Thus, the outdated analyses in the 1987 El Dorado Hills Specific Plan EIR and the 1995 Town

Center East Negative Declaration cannot form the basis of the analyses in the SMND for the

Town Center Apartments.

V. Project improvements are needed to avoid the preparation of an EIR.

When a proper initial study is performed independent of the prior CEQA reviews, an EIR will be

required if a “fair argument” can be made, based upon substantial evidence in the record, that the

proposed project may have significant impacts. (California Native Plant Society v. County of El

Dorado (App. 3 Dist. 2009) 170 Cal.App.4th

1026, 1058.) On the other hand, if the project were

properly improved to avoid these impacts, the time and expense of an EIR could be avoided.

As noted in comments on the project, a fair argument can be made that the project may have

significant impacts in its current form. The County Sheriff noted that the project poses

significant impacts on law enforcement services. Neighbors have noted the significant traffic

impacts of the project, and the long lead time for the mitigation measures. Recent reports

indicate that the cumulative impacts of water supply are a problem countywide, and that various

county officials disagree over how and whether to seek additional supplies. (Exhibit 4: Article

on cumulative water shortage.)

The County and the applicant would be wise to revise the project and its conditions to fully

address these issues and avoid the need for an EIR.

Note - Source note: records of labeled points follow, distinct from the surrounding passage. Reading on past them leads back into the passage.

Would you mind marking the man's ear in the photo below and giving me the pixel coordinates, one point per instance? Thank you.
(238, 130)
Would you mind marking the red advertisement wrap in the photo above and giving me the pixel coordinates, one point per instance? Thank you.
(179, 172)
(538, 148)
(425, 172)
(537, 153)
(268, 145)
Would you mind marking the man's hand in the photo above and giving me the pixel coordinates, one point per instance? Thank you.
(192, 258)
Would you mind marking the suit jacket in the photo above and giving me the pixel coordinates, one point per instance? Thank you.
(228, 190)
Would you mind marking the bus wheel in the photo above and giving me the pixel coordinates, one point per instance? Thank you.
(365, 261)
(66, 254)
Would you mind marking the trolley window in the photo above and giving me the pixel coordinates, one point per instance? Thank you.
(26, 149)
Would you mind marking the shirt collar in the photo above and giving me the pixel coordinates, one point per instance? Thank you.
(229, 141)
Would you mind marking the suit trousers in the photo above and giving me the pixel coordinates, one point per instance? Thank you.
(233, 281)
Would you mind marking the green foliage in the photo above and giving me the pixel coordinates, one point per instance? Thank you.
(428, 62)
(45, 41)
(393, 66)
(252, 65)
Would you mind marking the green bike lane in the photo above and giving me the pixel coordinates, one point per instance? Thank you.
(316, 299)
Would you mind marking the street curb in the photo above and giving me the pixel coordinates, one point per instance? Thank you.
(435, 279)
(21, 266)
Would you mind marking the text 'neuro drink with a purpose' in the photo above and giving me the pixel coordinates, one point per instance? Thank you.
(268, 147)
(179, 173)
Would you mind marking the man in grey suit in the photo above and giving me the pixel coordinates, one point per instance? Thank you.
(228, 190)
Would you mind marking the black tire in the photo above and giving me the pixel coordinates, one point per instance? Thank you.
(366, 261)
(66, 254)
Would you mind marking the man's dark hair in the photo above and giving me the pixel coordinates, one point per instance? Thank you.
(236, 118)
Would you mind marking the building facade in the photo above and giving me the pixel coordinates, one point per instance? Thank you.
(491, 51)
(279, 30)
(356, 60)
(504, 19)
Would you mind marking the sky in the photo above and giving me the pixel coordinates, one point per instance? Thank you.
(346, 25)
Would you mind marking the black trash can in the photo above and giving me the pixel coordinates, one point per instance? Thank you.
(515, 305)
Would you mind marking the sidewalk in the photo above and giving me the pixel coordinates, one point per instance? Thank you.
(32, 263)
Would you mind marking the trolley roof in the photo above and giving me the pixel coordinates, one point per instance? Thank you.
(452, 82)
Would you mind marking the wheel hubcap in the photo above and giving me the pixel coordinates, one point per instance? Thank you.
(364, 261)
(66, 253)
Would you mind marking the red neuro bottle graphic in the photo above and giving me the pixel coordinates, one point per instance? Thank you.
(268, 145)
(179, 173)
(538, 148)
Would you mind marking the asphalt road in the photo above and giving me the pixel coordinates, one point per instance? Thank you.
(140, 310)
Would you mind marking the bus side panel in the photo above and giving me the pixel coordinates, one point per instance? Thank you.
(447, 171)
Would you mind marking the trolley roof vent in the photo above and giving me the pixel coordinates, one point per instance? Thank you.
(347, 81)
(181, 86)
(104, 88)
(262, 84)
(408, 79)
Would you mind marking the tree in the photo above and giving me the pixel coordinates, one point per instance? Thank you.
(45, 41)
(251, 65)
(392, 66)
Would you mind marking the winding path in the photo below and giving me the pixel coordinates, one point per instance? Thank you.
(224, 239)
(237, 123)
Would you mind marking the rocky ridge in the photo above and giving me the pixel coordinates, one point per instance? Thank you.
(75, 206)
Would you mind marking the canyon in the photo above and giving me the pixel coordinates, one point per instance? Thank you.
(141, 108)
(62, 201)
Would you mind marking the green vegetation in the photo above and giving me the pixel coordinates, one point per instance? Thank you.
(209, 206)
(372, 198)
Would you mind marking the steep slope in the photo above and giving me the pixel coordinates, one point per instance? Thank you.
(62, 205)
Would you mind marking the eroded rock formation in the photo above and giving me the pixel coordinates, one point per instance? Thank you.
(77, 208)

VI. Listen to the advice of the APAC and Planning Commission

Given the failure of the County’s infrastructure development and mitigation plans to date for the

El Dorado Hills Specific Plan area, given the ever growing funding deficit for road

improvements, given the long delays and uncertainty regarding the construction of the necessary

infrastructure and service capacity, and given the partial reliance on environmental reviews that

are 27 and 19 years old respectively; the Area Planning Advisory Committee and the Planning

Commission were wise to recommend denial of this project at this time. The Board would be

wise to direct the Planning Department to work collaboratively with the project proponent

and concerned citizens to modify the proposed Town Center Apartments project to better

address the concerns raised by the Area Plan Advisory Committee, the Planning

Commission, and concerned citizens.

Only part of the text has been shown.